This question is not completely the same as the greedy set cover problem, but they share the same idea.
Given a Pandas dataframe df1 with one column df['s'] composed of a set of keys of df2:
import numpy as np
import pandas as pd
>>> df = pd.DataFrame(np.array([set([1,3,5]), set([1,3,5,6]), set([2,3,4,12]), set([1,3,7]), set([1,15,11]), set([1,16]), set([16])]),columns=['s'])
>>> df
s
0 set([1, 3, 5])
1 set([1, 3, 5, 6])
2 set([12, 2, 3, 4])
3 set([1, 3, 7])
4 set([1, 11, 15])
5 set([1, 16])
6 set([16])
...
>>> df2 = pd.DataFrame(np.array([[1,2,3,3,3,6,4,8,9,10,11,12,13,14,15,16,5,7],[2.,1.,3.,2.,1.,2.,3.,1.,1.,1.,1.,1.,1.,1.,1.,16.,1.,1.]]).T,columns=['key', 'value'])
>>> df2
key value
0 1 2
1 2 1
2 3 3
3 3 2
4 3 1
5 6 2
6 4 3
7 8 1
8 9 1
9 10 1
10 11 1
11 12 1
12 13 1
13 14 1
14 15 1
15 16 16
16 5 1
17 7 1
...
The dataframe df2 above can contain duplicate keys. We choose the last one. For example, pick the value "1.0" for the key "3" above.
I want to find top six rows of df['s'] that can make the summation of the values of their corresponding keys in maximum, and sort the rows of the new dataframe by their value contribution. What is the fastest way to do this?
For the given data set above, the first two rows of the result dataframe should be
df3:
set([1,16])
set([12,2,3,4])
...
The second above is not set([16]), because "16" is already contained in set([1,16]), and the added value is zero from set([16]).
sorted by the summation of the corresponding values of keys of the set.
UPdate:
To make this problem simple, let's consider df2 contains only unique keys. And it can be easily fixed based on Andrew's trick.
Assuming you don't have too many keys, you could represent your list of sets as a sparse matrix, with a column for each key.
In [29]: df = pd.DataFrame([{1:1,3:1,5:1}, {1:1,3:1,5:1,6:1}, {2:1,3:1,4:1,12:1}, {1:1,3:1,7:1}, {1:1,15:1,11:1}, {9:1}, {16:1}]).fillna(0)
In [30]: df
Out[30]:
1 2 3 4 5 6 7 9 11 12 15 16
0 1 0 1 0 1 0 0 0 0 0 0 0
1 1 0 1 0 1 1 0 0 0 0 0 0
2 0 1 1 1 0 0 0 0 0 1 0 0
3 1 0 1 0 0 0 1 0 0 0 0 0
4 1 0 0 0 0 0 0 0 1 0 1 0
5 0 0 0 0 0 0 0 1 0 0 0 0
6 0 0 0 0 0 0 0 0 0 0 0 1
And then represent your weights as a Series, indexed by key:
In [37]: weights = df2.drop_duplicates('key', keep='last').set_index('key')['value']

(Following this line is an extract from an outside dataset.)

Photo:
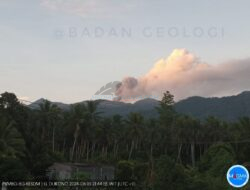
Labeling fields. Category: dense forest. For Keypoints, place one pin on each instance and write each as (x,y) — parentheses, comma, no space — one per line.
(172,152)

Then weight and sum your sets:
In [40]: totals = (df * weights).sum(axis=1)
In [41]: totals
Out[41]:
0 4
1 6
2 6
3 4
4 4
5 1
6 16
dtype: float64
And then just find the top 6 rows:
In [55]: top6 = totals.order(ascending=False).head(6)
In [56]: top6
Out[56]:
6 16
2 6
1 6
4 4
3 4
0 4
dtype: float64
You can use the indices back into the sparse matrix to recover which sets these were:
In [58]: df.ix[top6.index]
Out[58]:
1 2 3 4 5 6 7 9 11 12 15 16
6 0 0 0 0 0 0 0 0 0 0 0 1
2 0 1 1 1 0 0 0 0 0 1 0 0
1 1 0 1 0 1 1 0 0 0 0 0 0
4 1 0 0 0 0 0 0 0 1 0 1 0
3 1 0 1 0 0 0 1 0 0 0 0 0
0 1 0 1 0 1 0 0 0 0 0 0 0
You might not like this approach but I would point out having frames of data structures like sets rather than primitives as elements isn't particularly pandas-ish, so some translation of the problem is advised.